São Jorge fugiu?
Passei muitos anos ouvindo que São Jorge morava na Lua e daqui dava para vê-lo com seu cavalo branco, lança e tudo que tinha direito. Havia algo errado com minha maneira de ver, pois só enxergava lá uma cara risonha, de bochechas bem salientes.
Da janela notava quando era Lua Cheia e lá ia eu olhar a procura do santo que insistia em não aparecer. Dava mais um tempo achando que a Lua girava e depois ele apareceria. E nada. Cogitei pegar a luneta de meu irmão mais velho, furtivamente, porque permissão ao certo não teria. Eu quebrava tudo! Não tive coragem, pois quebrava mesmo.

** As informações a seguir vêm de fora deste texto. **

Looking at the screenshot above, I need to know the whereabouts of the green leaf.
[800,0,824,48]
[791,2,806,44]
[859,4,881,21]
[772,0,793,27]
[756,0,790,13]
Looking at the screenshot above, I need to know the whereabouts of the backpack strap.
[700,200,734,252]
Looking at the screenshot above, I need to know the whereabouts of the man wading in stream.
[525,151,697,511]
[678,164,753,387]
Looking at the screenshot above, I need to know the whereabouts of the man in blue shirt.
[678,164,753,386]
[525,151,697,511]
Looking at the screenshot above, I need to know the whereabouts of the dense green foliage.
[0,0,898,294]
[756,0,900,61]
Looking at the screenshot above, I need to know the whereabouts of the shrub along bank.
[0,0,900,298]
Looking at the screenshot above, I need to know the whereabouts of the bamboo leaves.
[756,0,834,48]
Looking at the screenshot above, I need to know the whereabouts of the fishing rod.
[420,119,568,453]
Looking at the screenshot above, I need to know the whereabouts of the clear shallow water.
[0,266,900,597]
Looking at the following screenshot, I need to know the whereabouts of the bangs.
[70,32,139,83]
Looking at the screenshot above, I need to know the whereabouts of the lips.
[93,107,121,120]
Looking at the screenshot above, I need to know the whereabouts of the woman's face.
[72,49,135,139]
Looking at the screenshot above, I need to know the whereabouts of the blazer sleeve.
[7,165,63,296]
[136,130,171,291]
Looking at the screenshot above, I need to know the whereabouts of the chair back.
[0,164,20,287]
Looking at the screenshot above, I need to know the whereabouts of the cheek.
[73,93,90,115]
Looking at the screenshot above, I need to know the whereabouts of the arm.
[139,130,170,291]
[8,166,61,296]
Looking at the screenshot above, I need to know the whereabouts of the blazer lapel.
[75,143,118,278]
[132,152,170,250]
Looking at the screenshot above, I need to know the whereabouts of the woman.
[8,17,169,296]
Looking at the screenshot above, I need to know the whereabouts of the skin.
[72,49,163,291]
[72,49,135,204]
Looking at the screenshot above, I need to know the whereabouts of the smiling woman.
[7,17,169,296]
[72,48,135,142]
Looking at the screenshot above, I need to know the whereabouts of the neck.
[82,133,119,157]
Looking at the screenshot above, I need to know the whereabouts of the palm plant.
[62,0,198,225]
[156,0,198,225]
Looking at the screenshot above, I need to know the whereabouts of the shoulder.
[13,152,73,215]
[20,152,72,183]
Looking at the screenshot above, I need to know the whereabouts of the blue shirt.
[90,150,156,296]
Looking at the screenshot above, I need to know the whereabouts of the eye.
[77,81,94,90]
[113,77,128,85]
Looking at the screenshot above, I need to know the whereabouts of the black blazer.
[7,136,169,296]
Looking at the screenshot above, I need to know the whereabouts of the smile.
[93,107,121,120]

Não sei quanto tempo levei nessa investigação até que um dia desisti e falei para minha mãe que não conseguia ver o santo na Lua. Ela não se aprofundou nem um pouco na questão, apenas afirmou: ”Vai ver que ele fugiu”.
A mãe é uma figura marcante na vida de cada um e algumas se especializam em simplicidade. A minha era uma dessas. Nunca a ouvi gritar que era hora de ir para escola, ou você tem quem ir. Ela simplesmente dizia: “Está chovendo. Você vai à escola assim mesmo?” Eu achava a pergunta tão cretina, pois é obvio que era para ir sempre, que nem respondia e tratava de ir. Quando via um baton na mão dela, eu ficava observando ela se pintar e a pergunta simples acabou vindo: ”Quer passar? Você acha que vai ficar bonita? Então passe.” Fiquei horrível e nunca mais me incomodei com o baton dela.
Nem com baton, nem com São Jorge na Lua. Meus sérios, filosóficos e profundos problemas eram resolvidos com uma atitude prática que hoje não vejo mais.
Continuo não enxergando a figura que outras pessoas vêem, mas tenho minhas dúvidas que o santo ainda esteja lá, depois da descida dos astronautas e tanta espionagem ao redor. Quem sabe tenha fugido para o lado oculto e escuro. Quem sabe foi morar em outro astro. Quem sabe a cara risonha não seja exatamente a cara dele, num momento de alegria e flagrado sem capacete. Quem sabe?